Indeed, the portion of Acuity's memorandum dealing with the Complaint is labeled "Acuity did not act in bad faith in initially incorrectly denying coverage under the second Acuity policy period" (Acuity Mem. 12).
Acuity's delayed recognition of coverage for the losses incurred during Acuity Policy Period 2 makes up but a small portion of American's allegations of vexatious and unreasonable action or delay in violation of Section 155(1). Acuity's summary judgment motion leaves a lot of American's allegations unchallenged. Such undeveloped arguments are deemed waived — more accurately, forfeited (United States v. Berkowitz, 927 F.2d 1376, 1384 (7th Cir. 1991). Acuity's underdeveloped motion for summary judgment must be denied.
This Court would be remiss, however, if it did not remark on the lack of persuasiveness it finds in the portion of American's Section 155 claim that Acuity's Rule 56 effort did address: that relating to its nonpayment of losses sustained during the Acuity Policy 2 period. Acuity seeks to support such nonpayment on the existence of an asserted bona fide dispute with American — yet this Court's reading of the prior loss provision that has brought Acuity Policy 2 into play coincides with that advanced by Acuity itself in its Mem. 7-12. It is frankly difficult to see any justification for Acuity's having resisted or delayed payment of that portion of American's claim. On what ground — its failure to have done its legal homework?
Acuity says that its coverage counsel originally read the prior loss provisions as referring to previous carrier General Casualty — but its Mem. 14 admits that it reexamined the clause when it received American's August 29, 2006 letter that in part cited the Cincinnati case.
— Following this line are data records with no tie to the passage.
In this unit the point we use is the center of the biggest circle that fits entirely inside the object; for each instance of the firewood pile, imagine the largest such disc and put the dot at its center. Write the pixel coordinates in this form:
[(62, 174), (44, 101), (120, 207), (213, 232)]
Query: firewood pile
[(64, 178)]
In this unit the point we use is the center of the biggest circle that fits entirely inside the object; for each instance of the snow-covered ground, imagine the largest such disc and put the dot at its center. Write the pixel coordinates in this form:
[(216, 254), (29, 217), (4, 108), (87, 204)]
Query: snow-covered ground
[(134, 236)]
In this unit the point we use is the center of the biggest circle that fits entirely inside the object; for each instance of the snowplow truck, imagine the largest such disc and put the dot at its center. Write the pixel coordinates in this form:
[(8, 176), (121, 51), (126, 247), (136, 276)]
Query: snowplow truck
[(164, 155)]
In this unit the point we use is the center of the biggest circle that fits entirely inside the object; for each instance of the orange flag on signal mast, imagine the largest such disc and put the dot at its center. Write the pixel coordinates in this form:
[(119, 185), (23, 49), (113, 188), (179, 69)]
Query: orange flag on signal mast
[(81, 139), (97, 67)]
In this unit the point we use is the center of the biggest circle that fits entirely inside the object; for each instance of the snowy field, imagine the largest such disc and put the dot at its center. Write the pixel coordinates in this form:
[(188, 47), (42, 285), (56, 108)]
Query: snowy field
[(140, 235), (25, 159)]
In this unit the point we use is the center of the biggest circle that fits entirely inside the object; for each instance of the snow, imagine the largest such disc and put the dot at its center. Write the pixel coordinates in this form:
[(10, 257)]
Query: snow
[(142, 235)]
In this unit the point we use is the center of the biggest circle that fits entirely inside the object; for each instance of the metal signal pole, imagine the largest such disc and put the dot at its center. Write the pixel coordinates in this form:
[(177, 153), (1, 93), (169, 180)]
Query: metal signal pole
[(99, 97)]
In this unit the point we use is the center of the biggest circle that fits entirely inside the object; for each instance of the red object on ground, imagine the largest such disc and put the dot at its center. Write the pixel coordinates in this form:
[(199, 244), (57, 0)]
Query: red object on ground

It then uses the filing of this lawsuit less than two months later as somehow explaining its nonpayment once its corporate eyes were opened — in candor, a total non sequitur.
Thus Mem. 7 characterizes the Winthrop v. Weinstine decisions as "on all fours with this case" in that respect.
Conclusion
Acuity advocates the correct reading of the policies, under which it must cover only the losses incurred during the two years during which Acuity Policies 2 and 3 were in force. Acuity must forthwith pay $110,893.71 to cover the balance of those losses. Because no issue of material fact exists on the coverage issue, each side's motion for summary judgment has been granted in part and denied in part.Acuity's motion for summary judgment on American's allegation of vexatious activity in connection with its insurance claim is denied, both because Acuity's underdeveloped presentation does not meet the entire subject head on and because its attempted justification on the aspect that it does seek to develop leaves much to be desired. Because that is the only remaining issue in this litigation, a status hearing is set for 9 a.m. May 8, 2008 to discuss the procedure and timing for resolving that issue.